Eco-logique d’une régression

 
le vison d’Europe

Espaces naturels n°3 - juillet 2003

Études - Recherches

Véronique Petit Uzac
Aten

 

Piégé par erreur, tué sur les routes, frappé d’épidémie, concurrencé par le vison d’Amérique, victime de la régression des zones humides, le vison d’Europe occidentale est une espèce gravement menacée. Engager un plan de restauration suppose d’identifier les mécanismes de son extinction. Pas simple lorsque les causes sont multiples et interdépendantes.

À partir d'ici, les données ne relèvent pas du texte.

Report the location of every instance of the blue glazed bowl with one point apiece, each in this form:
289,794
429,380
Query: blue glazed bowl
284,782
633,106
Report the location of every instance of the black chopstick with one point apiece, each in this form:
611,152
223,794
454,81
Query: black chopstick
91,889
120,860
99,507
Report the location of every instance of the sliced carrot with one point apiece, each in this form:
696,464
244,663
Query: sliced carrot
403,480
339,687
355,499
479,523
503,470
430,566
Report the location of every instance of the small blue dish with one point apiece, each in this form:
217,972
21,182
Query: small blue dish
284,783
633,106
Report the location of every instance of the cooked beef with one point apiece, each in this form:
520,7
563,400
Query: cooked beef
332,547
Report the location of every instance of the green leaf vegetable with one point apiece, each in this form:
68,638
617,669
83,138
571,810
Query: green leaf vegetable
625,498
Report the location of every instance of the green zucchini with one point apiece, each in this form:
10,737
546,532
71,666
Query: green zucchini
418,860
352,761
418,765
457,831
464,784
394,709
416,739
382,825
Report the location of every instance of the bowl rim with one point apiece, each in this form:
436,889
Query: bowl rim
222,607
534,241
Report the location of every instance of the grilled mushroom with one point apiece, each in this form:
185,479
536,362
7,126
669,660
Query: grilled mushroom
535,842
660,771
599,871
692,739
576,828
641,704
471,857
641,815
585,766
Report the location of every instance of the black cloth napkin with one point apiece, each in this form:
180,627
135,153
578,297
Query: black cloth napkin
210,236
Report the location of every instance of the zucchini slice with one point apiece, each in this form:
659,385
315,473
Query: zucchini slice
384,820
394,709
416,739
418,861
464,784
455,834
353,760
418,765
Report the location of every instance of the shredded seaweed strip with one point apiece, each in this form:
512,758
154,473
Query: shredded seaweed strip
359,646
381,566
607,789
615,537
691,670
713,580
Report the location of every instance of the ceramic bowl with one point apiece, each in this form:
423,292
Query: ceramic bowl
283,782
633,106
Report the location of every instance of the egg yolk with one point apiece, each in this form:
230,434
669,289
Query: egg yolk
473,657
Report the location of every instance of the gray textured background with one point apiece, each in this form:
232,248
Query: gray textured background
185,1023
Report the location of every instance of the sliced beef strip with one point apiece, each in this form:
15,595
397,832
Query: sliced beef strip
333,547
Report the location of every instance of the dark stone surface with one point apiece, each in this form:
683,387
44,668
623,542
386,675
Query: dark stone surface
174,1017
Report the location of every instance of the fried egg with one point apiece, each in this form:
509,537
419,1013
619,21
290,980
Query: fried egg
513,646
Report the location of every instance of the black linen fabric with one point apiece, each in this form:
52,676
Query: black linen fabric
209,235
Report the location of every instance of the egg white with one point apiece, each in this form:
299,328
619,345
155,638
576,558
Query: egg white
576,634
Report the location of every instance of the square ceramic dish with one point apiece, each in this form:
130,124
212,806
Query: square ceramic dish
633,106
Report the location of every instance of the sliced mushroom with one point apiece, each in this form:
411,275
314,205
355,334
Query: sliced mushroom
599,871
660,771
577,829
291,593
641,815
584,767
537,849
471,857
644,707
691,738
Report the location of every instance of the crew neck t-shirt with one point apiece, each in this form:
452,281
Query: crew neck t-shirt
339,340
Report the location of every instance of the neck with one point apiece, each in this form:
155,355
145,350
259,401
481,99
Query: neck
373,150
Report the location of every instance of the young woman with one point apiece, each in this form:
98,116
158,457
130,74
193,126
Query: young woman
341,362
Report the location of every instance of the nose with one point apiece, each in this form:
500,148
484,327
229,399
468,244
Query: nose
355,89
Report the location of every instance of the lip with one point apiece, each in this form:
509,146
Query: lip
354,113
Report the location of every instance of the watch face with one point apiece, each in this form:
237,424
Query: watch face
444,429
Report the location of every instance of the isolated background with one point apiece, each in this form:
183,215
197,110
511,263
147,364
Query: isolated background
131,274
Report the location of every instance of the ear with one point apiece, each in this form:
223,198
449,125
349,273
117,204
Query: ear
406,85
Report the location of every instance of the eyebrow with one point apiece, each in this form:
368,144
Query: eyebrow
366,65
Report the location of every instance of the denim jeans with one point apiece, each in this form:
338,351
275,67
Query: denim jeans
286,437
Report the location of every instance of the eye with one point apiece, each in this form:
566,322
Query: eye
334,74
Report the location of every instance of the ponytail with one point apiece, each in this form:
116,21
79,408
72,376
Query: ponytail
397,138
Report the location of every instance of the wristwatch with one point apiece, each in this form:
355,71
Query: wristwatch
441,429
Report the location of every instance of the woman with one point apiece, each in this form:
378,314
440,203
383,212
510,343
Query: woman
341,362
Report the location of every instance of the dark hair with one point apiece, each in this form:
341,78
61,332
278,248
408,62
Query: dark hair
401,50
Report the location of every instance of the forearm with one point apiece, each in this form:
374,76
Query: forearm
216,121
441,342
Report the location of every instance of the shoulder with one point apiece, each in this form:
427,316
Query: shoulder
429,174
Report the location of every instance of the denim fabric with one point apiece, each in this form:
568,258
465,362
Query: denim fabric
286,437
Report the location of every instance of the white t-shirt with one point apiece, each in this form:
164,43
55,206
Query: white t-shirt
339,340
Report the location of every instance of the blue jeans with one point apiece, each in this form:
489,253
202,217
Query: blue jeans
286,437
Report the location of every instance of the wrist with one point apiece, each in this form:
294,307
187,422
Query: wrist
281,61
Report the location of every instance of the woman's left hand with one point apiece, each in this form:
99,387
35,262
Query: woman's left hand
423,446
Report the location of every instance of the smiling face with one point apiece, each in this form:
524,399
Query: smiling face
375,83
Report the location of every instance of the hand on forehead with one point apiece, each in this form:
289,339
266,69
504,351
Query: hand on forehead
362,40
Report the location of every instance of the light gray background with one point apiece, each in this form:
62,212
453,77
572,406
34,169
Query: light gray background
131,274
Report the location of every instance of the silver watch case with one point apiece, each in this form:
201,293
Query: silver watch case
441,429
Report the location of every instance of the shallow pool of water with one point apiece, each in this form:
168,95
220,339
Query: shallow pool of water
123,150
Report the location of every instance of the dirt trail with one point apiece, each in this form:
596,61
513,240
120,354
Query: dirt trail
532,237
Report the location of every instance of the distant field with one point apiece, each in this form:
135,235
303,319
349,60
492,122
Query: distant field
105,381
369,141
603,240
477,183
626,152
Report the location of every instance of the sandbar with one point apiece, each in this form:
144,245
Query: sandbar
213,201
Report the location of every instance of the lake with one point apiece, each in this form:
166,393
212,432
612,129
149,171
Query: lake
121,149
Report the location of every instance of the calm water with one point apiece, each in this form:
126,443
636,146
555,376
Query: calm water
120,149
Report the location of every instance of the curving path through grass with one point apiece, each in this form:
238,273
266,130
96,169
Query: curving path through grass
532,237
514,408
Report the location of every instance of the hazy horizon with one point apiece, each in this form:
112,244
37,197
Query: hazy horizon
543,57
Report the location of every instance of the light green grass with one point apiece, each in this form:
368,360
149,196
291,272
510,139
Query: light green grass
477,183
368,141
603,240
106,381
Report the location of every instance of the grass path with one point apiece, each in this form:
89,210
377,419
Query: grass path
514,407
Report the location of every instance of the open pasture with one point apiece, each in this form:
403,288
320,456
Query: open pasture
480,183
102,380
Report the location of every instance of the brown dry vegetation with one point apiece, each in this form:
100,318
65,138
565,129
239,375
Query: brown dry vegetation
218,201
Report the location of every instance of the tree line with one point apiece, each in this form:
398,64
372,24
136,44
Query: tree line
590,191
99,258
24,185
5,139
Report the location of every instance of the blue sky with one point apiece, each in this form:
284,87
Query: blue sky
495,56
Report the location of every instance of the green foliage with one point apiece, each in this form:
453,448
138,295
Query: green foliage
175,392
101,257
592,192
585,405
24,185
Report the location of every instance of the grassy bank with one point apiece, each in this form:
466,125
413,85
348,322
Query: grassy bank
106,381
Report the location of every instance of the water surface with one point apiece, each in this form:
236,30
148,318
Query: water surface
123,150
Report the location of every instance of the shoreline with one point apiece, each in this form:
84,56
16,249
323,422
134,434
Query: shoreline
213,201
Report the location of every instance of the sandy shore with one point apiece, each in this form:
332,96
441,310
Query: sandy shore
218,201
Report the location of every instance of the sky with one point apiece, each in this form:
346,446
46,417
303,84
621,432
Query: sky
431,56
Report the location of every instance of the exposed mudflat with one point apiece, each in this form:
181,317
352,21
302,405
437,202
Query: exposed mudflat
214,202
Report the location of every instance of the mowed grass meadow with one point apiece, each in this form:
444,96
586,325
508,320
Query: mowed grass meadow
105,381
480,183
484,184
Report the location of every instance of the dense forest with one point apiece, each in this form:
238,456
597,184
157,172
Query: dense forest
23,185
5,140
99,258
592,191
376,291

L’enjeu patrimonial est important. Le vison d’Europe est une des espèces de mammifères carnivores les plus menacées au monde. Le groupe spécifique à l’Europe occidentale ne compte plus que quelques centaines d’individus sur un territoire en constante régression. Son extinction semble inéluctable et il est urgent d’intervenir. Mais pour élaborer des hypothèses d’actions favorables, il faut d’abord comprendre les mécanismes de la régression. Il est probable que l’extinction du vison d‘Europe soit due à la conjonction de plusieurs facteurs agissant en synergie.
Une niche écologique
en régression
Élément primordial, le vison est un animal semi-aquatique, directement dépendant des zones humides. Ainsi, on a pu observer que 90 % de ses gîtes sont à moins de 5 m d’eau libre dans un environnement offrant un couvert végétal suffisamment dense pour chasser à l’affût. Il faut entre 2 et 13 km de cours d’eau pour qu’un vison trouve les proies nécessaires à son alimentation.
L’accélération de la destruction des zones humides durant la seconde moitié du 20e siècle, conjuguée à la pollution et l’artificialisation de celles qui restent, est sans conteste un élément essentiel pour comprendre la régression du vison d’Europe.
Dans le même temps, le vison d’Europe subit la concurrence de son cousin, le vison d’Amérique. Introduit en France pour l’élevage dans les années 1920, ce dernier s’est acclimaté au milieu naturel et progresse rapidement. Occupant la même niche écologique que le vison d’Europe, il contribue directement à la raréfaction des espaces favorables.
Les pièges de la confusion
Autre cause, le piégeage semble jouer un rôle historique important dans la mortalité du vison d’Europe. Jadis piégé pour sa fourrure, il est depuis 1976 inscrit sur les listes d’espèces protégées. Aujourd’hui, il s’agit plutôt d’erreurs de détermination lors de captures dans des pièges à « nuisibles » (liste fixée par arrêté préfectoral), tel que le putois. Mais le plus redoutable est certainement la confusion avec le vison d’Amérique. Occasionnant des dégâts importants dans les piscicultures et les élevages agricoles, il est massivement chassé. Il y a alors un risque important de confusion entre les deux espèces, très voisines.
Enfin, une maladie virale, la maladie aléoutienne, amenée probablement par les élevages de vison d’Amérique sévit dans toute l’aire de répartition. 12 % des visons d’Europe sont porteurs du virus, 25 % des visons d’Amérique. La maladie affaiblit l’animal, diminue la fertilité et augmente les avortements spontanés et la mortalité infantile. Le dépistage de ce virus a porté sur 420 animaux, essentiellement de la famille des mustélidés. Mais, si ces travaux sont insuffisants pour apprécier le poids de la maladie dans la régression du vison d’Europe, la mise en évidence du virus est en soit un progrès. Il aura permis de noter l’urgence d’intensifier le contrôle du vison d’Amérique, lequel joue un rôle majeur dans la propagation du virus.
Incertitudes et complexité, la régression du vison d’Europe résulte de facteurs multiples et interdépendants. Ceux-ci agissent concomitamment et se renforcent l’un l’autre, sans que l’on puisse isoler une cause déterminante. Mais, il est clair, qu’en amont de toutes ces causes se trouve l’Homme. Qu’il soit piégeur, éleveur ou aménageur, son action bouleverse l’équilibre fragile des écosystèmes. Tout plan de restauration doit donc lui-même s’inscrire dans la complexité et questionner des problématiques économiques et sociales dont les enjeux dépassent très largement la sauvegarde d’une espèce.